Quelques semaines après la réouverture officielle de la COMATEX par le Président de la transition, les files se concordent enfin pour produire des jolies étoffes qui brandissent symboliquement la souveraineté économique de la région de Ségou, qui considère cette usine comme un patrimoine régional. Cette relance redonne espoir à 1300 personnes qui étaient en chômage depuis trois ans. Elle constitue aussi une opportunité pour d’autres personnes de façon indirecte.

Désormais, la sirène de la COMATEX retentit chaque matin et soir dans la ville de Ségou, comme au bon vieux temps. Ce bruit qui fait partie du quotidien des Ségoviens depuis des années est perçu comme une lueur d’espoir par ces centaines de chefs de famille qui misent sur une stabilité financière.
Après des centaines de balles de pagnes imprimées à l’effigie de la biennale artistique et culturelle de Mopti, la COMATEX est en train d’imprimer d’autres pagnes qui agrémenteront la fête de la journée panafricaine des femmes, que le Mali célèbre chaque 31 juillet, à l’instar des pays africains.
Joint au téléphone par nos soins, c’est sous le bruit des machines que Noumoury KANTE, du collectif UNTM- CSTM de la COMATEX, nous assure que trois équipes sont déjà à pied d’œuvre pour rassurer les demandes de différentes organisations et groupements de femmes et celles du gouvernement. Il n’a pas tari d’éloges pour remercier le gouvernement de la transition pour cette relance effective de la COMATEX.

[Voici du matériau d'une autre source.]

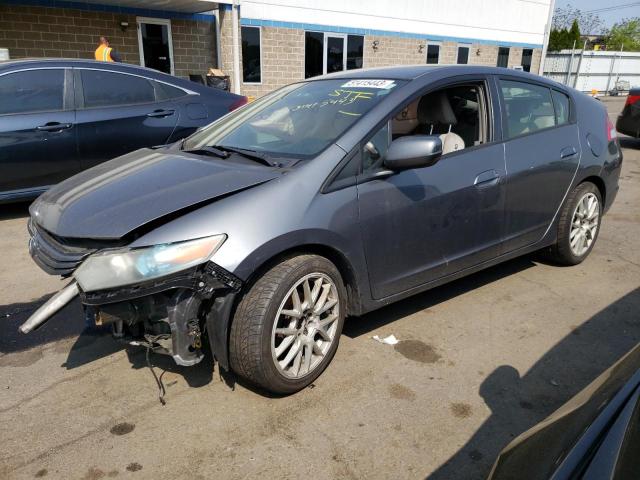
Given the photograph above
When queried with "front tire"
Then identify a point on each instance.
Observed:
(578, 225)
(286, 328)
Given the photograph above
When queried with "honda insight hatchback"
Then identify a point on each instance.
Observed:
(327, 198)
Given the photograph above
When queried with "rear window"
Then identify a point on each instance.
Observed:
(166, 92)
(528, 107)
(32, 91)
(106, 89)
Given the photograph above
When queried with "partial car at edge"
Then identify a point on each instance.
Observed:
(59, 117)
(628, 121)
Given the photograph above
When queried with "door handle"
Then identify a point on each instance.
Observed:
(568, 152)
(160, 113)
(54, 127)
(487, 179)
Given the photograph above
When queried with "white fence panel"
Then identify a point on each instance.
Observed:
(591, 70)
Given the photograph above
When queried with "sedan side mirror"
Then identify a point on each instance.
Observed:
(414, 151)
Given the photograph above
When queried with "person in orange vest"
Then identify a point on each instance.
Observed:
(105, 53)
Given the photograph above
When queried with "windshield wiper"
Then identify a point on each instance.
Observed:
(252, 154)
(216, 152)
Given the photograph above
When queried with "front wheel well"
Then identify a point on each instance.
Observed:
(335, 256)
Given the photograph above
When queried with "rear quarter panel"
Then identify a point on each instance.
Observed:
(601, 158)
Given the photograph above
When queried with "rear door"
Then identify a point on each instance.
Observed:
(118, 113)
(37, 130)
(542, 151)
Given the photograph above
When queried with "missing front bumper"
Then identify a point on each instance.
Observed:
(170, 315)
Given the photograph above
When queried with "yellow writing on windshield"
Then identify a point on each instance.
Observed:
(339, 96)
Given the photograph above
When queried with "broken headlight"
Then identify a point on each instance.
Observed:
(116, 268)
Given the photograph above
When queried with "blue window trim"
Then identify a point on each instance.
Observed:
(142, 12)
(254, 22)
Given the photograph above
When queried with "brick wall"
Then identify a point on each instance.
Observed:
(392, 51)
(194, 46)
(72, 33)
(282, 60)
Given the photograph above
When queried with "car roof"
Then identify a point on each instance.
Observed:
(412, 72)
(115, 66)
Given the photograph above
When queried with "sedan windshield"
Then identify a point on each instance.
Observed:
(299, 120)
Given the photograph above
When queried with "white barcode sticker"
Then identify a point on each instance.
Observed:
(367, 83)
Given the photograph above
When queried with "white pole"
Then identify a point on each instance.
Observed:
(575, 80)
(235, 23)
(547, 32)
(568, 77)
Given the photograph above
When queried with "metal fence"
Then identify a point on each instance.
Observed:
(594, 70)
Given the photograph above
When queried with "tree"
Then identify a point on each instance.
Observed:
(588, 23)
(624, 34)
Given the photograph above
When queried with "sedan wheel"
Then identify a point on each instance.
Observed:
(578, 225)
(584, 225)
(305, 325)
(287, 325)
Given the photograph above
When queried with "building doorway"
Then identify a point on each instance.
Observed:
(335, 49)
(155, 44)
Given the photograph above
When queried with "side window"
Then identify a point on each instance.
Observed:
(528, 107)
(32, 91)
(561, 104)
(106, 89)
(375, 149)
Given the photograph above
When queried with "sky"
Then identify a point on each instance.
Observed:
(609, 18)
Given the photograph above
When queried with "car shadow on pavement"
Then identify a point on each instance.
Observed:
(11, 211)
(355, 327)
(518, 401)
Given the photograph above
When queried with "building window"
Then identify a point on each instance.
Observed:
(313, 54)
(463, 54)
(527, 55)
(503, 57)
(433, 53)
(355, 47)
(251, 71)
(330, 52)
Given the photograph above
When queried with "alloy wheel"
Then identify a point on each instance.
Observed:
(305, 326)
(584, 224)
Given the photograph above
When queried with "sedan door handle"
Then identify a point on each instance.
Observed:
(160, 113)
(568, 152)
(54, 127)
(487, 179)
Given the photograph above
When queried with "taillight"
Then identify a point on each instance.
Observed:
(611, 129)
(631, 99)
(238, 103)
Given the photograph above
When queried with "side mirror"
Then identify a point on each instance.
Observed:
(413, 151)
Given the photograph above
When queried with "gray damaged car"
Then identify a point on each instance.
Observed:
(256, 236)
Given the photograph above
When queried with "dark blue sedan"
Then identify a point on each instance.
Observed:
(58, 117)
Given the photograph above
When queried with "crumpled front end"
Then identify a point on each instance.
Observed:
(169, 313)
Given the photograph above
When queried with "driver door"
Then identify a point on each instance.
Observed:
(421, 224)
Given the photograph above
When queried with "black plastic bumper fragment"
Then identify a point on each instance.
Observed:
(210, 282)
(204, 280)
(218, 322)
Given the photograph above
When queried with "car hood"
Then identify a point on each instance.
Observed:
(117, 197)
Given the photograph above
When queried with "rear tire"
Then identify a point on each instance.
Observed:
(284, 333)
(578, 225)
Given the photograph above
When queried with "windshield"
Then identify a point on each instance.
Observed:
(298, 120)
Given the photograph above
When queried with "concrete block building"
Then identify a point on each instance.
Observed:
(264, 44)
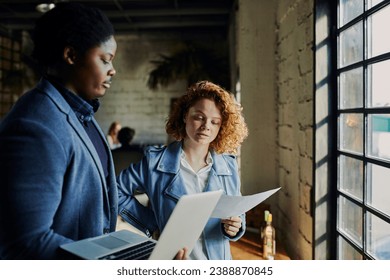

« Nous avons commencé le travail avec une très grande satisfaction. Tout est mis en place pour que les travailleurs soient dans de bonnes conditions pour un résultat à la hauteur des souhaits et des demandes des clients. Vous-mêmes vous avez dû constater la qualité des tissus. Cela est dû à la disponibilité de toutes les matières premières nécessaires pour la confection des pagnes. Nous remercions le gouvernement de la transition pour la promesse tenue. Au nom de tous les travailleurs de la COMATEX, nous disons un grand merci à Assimi, au Premier ministre Choguel Kokalla MAIGA. Nous espérons que la sirène de la COMATEX sifflera pendant de longues années », a-t-il souhaité.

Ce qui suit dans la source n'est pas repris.